A remarkable finding of the study is that many experts, who had the freedom to completely define their own algorithm, incorporated parameters reflecting change over time. This suggests a focus on detecting deterioration or exacerbations, similar to the approach used by Borelet al. [12] to predict COPD exacerbations, even though the study did not define this as the primary endpoint for an adequate algorithm. There may be a considerable number of patients on home NIV who meet the criteria for unsuccessful ventilation as defined, yet remain in a relatively stable condition. Additionally, it is worth noting that two criteria for defining unsuccessful ventilation (usage <4 h·day⁻¹ and residual events rate >10 per h) are directly measurable through ventilator data. Surprisingly, however, not all experts included these specific criteria in their algorithms, despite the data being readily available.

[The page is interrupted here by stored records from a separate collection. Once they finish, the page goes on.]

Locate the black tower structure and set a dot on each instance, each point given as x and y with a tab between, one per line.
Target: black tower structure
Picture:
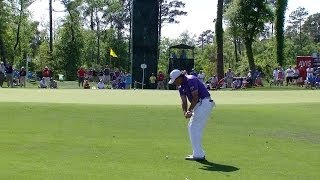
144	38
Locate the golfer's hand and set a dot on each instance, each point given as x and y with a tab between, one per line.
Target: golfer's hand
188	114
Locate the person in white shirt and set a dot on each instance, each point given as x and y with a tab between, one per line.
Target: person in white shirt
42	83
100	85
201	76
229	76
275	76
289	75
2	73
214	82
310	72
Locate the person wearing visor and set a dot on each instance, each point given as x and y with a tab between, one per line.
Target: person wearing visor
199	110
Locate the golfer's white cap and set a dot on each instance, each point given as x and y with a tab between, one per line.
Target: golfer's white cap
174	75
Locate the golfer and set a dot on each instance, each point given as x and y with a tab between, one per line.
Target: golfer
201	105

Another significant aspect of the study is that it leads to increased demands on the healthcare workforce and rising costs, primarily due to additional calls, home visits, and measurements such as oximetry and capnography. While the retrospective design allows for the simultaneous testing of multiple expert algorithms, a significant limitation is the difficulty in determining whether actions triggered by an algorithm provide any benefit to the patient, such as improved care or a reduction of hospitalisations, that justify the associated costs. Given that most algorithms showed poor diagnostic performance in identifying unsuccessful ventilation, it may seem unlikely that the additional workload would lead to meaningful improvements in patient outcomes, and thus cost-effectiveness. To make progress in the field of telemonitoring during the follow-up of patients on home NIV, besides showing that it is effective in improving relevant outcomes, there should be attention to organisational aspects, cost-effectiveness, and budget impact in different healthcare structures and countries.

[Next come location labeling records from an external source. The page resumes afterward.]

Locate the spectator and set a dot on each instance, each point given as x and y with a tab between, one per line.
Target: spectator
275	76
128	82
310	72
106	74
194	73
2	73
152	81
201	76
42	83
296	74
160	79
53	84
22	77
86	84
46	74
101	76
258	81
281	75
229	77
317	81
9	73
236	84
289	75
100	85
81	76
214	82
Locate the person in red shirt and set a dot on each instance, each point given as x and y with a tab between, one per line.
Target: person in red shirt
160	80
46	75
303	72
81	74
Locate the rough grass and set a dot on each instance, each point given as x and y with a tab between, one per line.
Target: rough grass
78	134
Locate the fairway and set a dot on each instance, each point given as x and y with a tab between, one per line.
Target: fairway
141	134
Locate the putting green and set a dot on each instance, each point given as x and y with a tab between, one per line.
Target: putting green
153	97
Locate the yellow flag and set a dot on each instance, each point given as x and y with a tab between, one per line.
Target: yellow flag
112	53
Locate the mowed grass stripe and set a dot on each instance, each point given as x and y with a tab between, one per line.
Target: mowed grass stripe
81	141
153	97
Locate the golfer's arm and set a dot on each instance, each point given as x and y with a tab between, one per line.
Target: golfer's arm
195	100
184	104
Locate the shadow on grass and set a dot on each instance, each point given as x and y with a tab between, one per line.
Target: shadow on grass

In conclusion, this paper presents valuable insights into the complexities of managing telemonitored data and the appropriate actions to take in response. The main messages are that even experts in home NIV do not agree on a preferred telemonitoring strategy and that decisions based on expert consensus have proven inadequate for detecting “unsuccessful ventilation”. This study underscores the importance of further research focussing on the effectiveness and cost-effectiveness of telemonitoring during home NIV follow-up in improving clinically relevant outcomes. International initiatives, such as the European Respiratory Society (ERS) Task Force on Telemonitoring and the ERS Clinical Research Collaboration IMPORTANCE (Implications of Positive Airway Pressure and Home Mechanical Ventilation: Towards Optimal Patient Care), aim to harmonise research in this field, including by developing a comprehensive data registry. Future studies should leverage this database to identify the key parameters associated with significant patient outcomes and determine effective strategies for managing telemonitored HNIV data to enhance standard care.